Cultured hippocampal neurons (16 days in vitro (DIV16)) were transfected with DNCul1 and then super-infected 2 days later with Sindbis virus driving expression of FLAG-tagged Plk2 for ∼18 h to promote degradation of endogenous SPAR (6). We infected at a titer that resulted in ∼10% infection rate of cells already transfected with DNCul1 (Fig. 1, ). The option of co-transfecting plasmids driving Plk2 expression was precluded by the low Plk2 expression achievable using this method.6

FIGURE 1.

Plk2-induced SPAR degradation requires a Cul1-based E3 Ubligase. A-C, dominant negative Cul1 constructs block Plk2-dependent loss of SPAR in hippocampal neurons.
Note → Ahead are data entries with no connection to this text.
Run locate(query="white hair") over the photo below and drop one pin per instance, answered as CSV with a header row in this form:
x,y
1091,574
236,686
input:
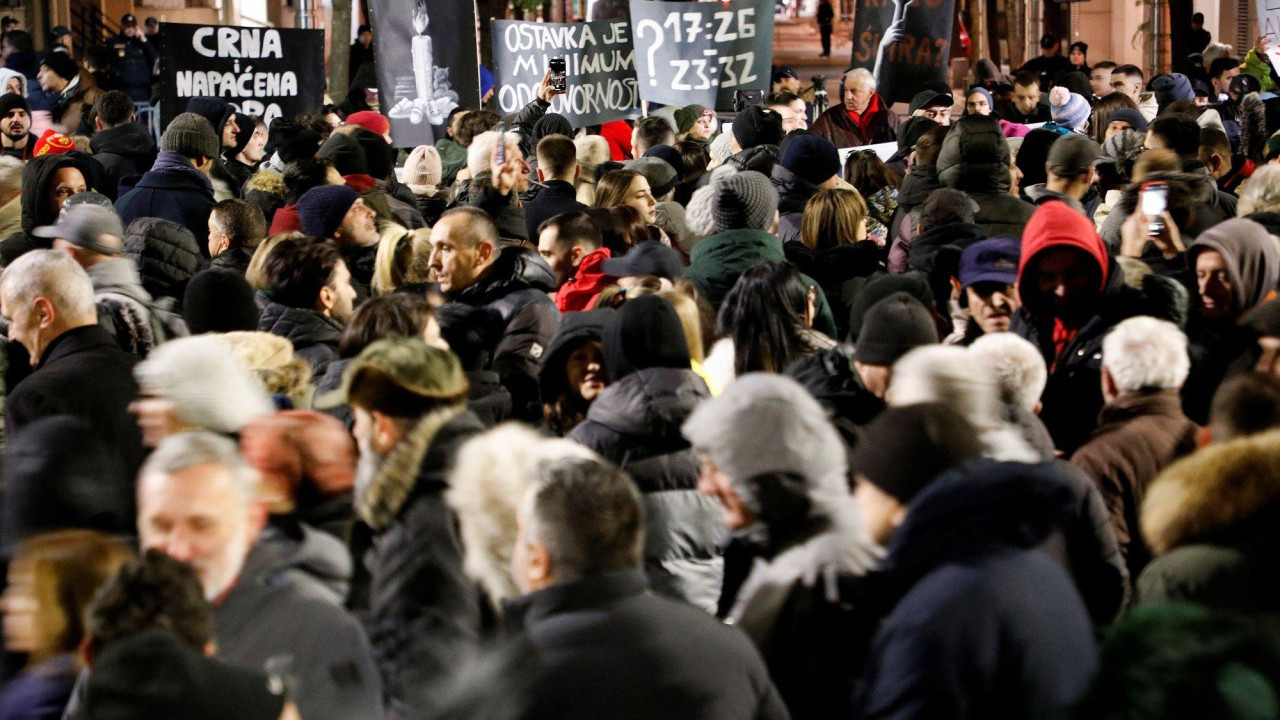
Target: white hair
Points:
x,y
200,447
860,76
10,174
53,276
487,483
480,153
954,377
209,386
1143,352
1261,192
1018,367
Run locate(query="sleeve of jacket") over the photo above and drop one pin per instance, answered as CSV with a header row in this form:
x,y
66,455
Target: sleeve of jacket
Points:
x,y
517,355
524,122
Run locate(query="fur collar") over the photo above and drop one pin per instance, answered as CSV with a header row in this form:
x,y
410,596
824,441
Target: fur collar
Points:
x,y
380,500
1212,492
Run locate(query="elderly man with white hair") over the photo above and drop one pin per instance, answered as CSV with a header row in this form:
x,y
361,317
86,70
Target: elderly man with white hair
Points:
x,y
80,370
862,118
1142,428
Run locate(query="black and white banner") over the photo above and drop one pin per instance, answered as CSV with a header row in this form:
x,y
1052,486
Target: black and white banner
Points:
x,y
426,64
268,72
702,53
905,42
599,63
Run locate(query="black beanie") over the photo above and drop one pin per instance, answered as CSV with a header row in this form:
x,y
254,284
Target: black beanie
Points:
x,y
63,64
379,156
757,126
219,301
346,154
10,101
904,449
892,328
645,333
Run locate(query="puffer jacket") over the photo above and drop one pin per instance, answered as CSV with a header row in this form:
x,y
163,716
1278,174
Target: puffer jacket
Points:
x,y
516,286
794,191
167,254
314,336
974,159
636,424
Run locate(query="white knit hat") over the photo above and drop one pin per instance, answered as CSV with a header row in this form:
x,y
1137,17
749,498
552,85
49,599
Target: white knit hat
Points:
x,y
209,386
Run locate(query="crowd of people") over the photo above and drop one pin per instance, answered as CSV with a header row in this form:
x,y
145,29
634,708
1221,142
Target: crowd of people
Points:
x,y
648,419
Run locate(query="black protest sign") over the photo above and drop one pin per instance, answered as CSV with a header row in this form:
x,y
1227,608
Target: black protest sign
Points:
x,y
599,65
426,64
905,42
700,53
268,72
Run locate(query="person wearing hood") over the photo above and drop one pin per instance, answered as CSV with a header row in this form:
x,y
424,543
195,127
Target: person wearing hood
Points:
x,y
94,237
976,159
744,206
16,136
177,187
120,145
1070,174
1210,520
1073,294
1235,268
983,624
809,163
572,372
635,422
796,556
862,118
513,281
48,182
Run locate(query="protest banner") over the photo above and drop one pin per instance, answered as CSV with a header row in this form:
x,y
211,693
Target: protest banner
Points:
x,y
426,64
702,53
906,44
260,71
600,82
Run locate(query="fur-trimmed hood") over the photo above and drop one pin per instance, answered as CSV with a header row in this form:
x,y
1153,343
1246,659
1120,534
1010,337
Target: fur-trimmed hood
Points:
x,y
1212,492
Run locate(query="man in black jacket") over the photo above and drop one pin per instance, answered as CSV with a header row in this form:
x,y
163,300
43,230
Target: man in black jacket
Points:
x,y
421,613
513,281
80,369
557,169
577,551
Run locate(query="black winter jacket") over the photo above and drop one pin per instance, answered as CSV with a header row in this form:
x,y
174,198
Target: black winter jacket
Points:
x,y
314,336
635,423
124,150
516,286
986,625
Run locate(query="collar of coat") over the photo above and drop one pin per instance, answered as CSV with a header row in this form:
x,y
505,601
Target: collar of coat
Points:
x,y
380,500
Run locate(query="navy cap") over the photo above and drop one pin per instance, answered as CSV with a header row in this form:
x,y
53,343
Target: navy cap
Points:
x,y
991,260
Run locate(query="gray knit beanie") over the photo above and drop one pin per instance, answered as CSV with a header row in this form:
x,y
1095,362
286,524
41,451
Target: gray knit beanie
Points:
x,y
744,201
191,136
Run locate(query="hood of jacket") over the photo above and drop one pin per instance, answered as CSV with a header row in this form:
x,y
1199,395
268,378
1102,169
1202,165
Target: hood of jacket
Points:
x,y
300,326
118,274
716,263
1220,492
36,178
650,406
516,268
1251,255
977,509
129,140
794,191
974,156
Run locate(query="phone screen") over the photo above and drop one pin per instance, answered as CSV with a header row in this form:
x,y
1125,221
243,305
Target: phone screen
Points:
x,y
557,67
1153,199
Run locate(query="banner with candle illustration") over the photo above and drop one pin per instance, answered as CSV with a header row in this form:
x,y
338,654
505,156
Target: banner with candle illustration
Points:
x,y
426,64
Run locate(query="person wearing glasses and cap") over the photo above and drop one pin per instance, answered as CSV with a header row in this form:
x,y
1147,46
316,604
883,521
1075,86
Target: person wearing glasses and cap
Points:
x,y
133,58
Dissociated rat hippocampal neurons (DIV16) were transfected with dominant negative Cullin plasmids (B and C) or a control plasmid (A) and super-infected 2 days later with FLAG-tagged Plk2 driven by Sindbis virus (Sin-Plk2). Neurons were fixed ∼18 h post-infection and immunostained for endogenous SPAR and infected Plk2. Transfected cells were identified during image acquisition by the presence of a co-transfected “fill” protein (GFP, seen in the first column of images). SPAR (green) and Plk2 (red) were pseudo-colored for illustrative purposes after image analysis. Arrows point to cells that are both transfected and infected; arrowheads point to cells that are infected only. Yellow indicates the presence of both SPAR and Plk2 staining. D and E, quantification of SPAR immunostaining in somatic and proximal dendritic regions as integrated immunofluorescence intensity per area in cells transfected with indicated plasmids and/or infected with Plk2 Sindbis virus (Sin-Plk2), normalized to nearby untransfected (untr) cells. Values represent the mean ± S.E., n > 17 cells for all conditions, ***, p < 0.001, Mann-Whitney test (E).
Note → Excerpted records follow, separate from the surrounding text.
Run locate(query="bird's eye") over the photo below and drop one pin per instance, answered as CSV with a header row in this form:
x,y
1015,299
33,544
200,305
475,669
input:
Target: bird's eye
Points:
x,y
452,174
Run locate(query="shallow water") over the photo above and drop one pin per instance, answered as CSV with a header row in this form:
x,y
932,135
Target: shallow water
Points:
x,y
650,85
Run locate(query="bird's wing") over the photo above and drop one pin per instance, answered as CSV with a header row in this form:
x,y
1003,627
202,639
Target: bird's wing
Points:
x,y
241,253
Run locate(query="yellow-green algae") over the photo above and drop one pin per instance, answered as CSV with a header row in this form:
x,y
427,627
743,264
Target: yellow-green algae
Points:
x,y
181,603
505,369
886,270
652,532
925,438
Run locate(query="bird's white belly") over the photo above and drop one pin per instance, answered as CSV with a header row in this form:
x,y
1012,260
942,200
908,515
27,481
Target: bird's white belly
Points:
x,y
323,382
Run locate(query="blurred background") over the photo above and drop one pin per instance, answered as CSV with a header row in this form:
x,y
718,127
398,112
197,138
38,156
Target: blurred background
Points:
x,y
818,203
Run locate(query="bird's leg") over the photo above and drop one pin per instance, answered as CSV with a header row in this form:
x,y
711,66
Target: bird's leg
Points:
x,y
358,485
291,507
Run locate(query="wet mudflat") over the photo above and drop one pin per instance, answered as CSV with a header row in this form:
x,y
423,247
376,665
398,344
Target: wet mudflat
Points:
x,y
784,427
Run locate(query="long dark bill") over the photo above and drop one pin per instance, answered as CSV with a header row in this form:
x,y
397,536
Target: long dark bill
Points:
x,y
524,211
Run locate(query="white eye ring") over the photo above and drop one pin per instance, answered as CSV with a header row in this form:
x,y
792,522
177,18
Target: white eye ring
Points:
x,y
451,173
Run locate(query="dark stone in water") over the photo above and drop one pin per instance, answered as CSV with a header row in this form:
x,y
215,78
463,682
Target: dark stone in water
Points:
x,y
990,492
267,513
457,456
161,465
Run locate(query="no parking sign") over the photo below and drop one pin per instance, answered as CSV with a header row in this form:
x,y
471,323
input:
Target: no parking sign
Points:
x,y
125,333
In the absence of Plk2 infection, transfection of control empty vector (pcDNA3.1) or a control dominant-negative Cullin 3 (DNCul3), which disrupts structurally related but functionally distinct Cul3-based complexes (23), had no effect on endogenous SPAR levels relative to nearby untransfected and uninfected cells as assessed by quantitative immunostaining (Fig. 1, , quantified in D). Uninfected cells overexpressing DNCul1 displayed a trend toward increased SPAR levels compared with nearby untransfected cells, but did not reach statistical significance (p = 0.13; Fig. 1, quantified in D).
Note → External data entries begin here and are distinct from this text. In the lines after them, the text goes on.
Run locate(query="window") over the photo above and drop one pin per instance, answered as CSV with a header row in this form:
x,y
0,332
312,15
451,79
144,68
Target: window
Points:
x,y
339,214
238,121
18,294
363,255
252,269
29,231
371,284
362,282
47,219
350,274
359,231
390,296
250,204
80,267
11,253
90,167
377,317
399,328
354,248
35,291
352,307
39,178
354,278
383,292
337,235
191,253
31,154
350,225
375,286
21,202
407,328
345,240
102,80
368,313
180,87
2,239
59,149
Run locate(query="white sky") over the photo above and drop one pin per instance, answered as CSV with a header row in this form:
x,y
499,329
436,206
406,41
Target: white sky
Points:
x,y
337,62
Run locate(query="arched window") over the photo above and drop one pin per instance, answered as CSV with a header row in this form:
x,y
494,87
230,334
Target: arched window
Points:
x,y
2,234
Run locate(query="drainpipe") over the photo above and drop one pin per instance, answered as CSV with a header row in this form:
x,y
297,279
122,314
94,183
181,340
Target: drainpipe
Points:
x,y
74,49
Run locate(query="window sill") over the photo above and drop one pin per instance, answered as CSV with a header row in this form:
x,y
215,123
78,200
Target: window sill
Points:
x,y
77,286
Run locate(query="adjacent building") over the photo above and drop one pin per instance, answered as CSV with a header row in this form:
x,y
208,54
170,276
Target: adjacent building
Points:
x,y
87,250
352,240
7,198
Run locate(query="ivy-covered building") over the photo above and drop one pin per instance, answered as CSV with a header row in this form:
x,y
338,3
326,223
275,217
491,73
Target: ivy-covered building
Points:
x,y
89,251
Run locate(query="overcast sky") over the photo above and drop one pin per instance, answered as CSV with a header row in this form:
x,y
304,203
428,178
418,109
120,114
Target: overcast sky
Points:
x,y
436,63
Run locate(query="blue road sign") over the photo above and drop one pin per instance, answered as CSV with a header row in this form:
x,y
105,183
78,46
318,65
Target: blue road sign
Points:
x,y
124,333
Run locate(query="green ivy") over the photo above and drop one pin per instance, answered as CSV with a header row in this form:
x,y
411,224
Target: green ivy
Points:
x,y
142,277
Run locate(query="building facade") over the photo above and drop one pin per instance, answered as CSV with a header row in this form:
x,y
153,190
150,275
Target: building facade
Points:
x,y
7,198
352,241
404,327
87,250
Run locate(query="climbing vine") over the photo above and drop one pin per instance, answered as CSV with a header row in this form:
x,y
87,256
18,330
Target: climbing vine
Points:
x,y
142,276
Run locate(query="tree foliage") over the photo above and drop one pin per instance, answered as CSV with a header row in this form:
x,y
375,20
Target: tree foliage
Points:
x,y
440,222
In Plk2-infected but otherwise untransfected neurons, endogenous SPAR levels were close to undetectable (Fig. 1, , arrowheads; quantified in E), in agreement with our previous findings (6). In Plk2-infected cells that had been previously transfected with control empty vector or DNCul3, SPAR levels fell to the same extent as in cells only infected with Plk2 (Fig. 1, , compare SPAR staining in cells marked by arrowheads (infected) and arrows (transfected and infected); quantified in E). However, in cells transfected with DNCul1, infection with Plk2 Sindbis virus failed to reduce SPAR levels (Fig. 1, notice the yellow color in cells marked by arrows, indicating the presence of both SPAR (green) and Plk2 (red); quantified in E). Thus, Plk2-driven SPAR degradation in neurons depended upon a Cul1-based SCF complex but not any of the structurally related Cul3-based Ub-ligases.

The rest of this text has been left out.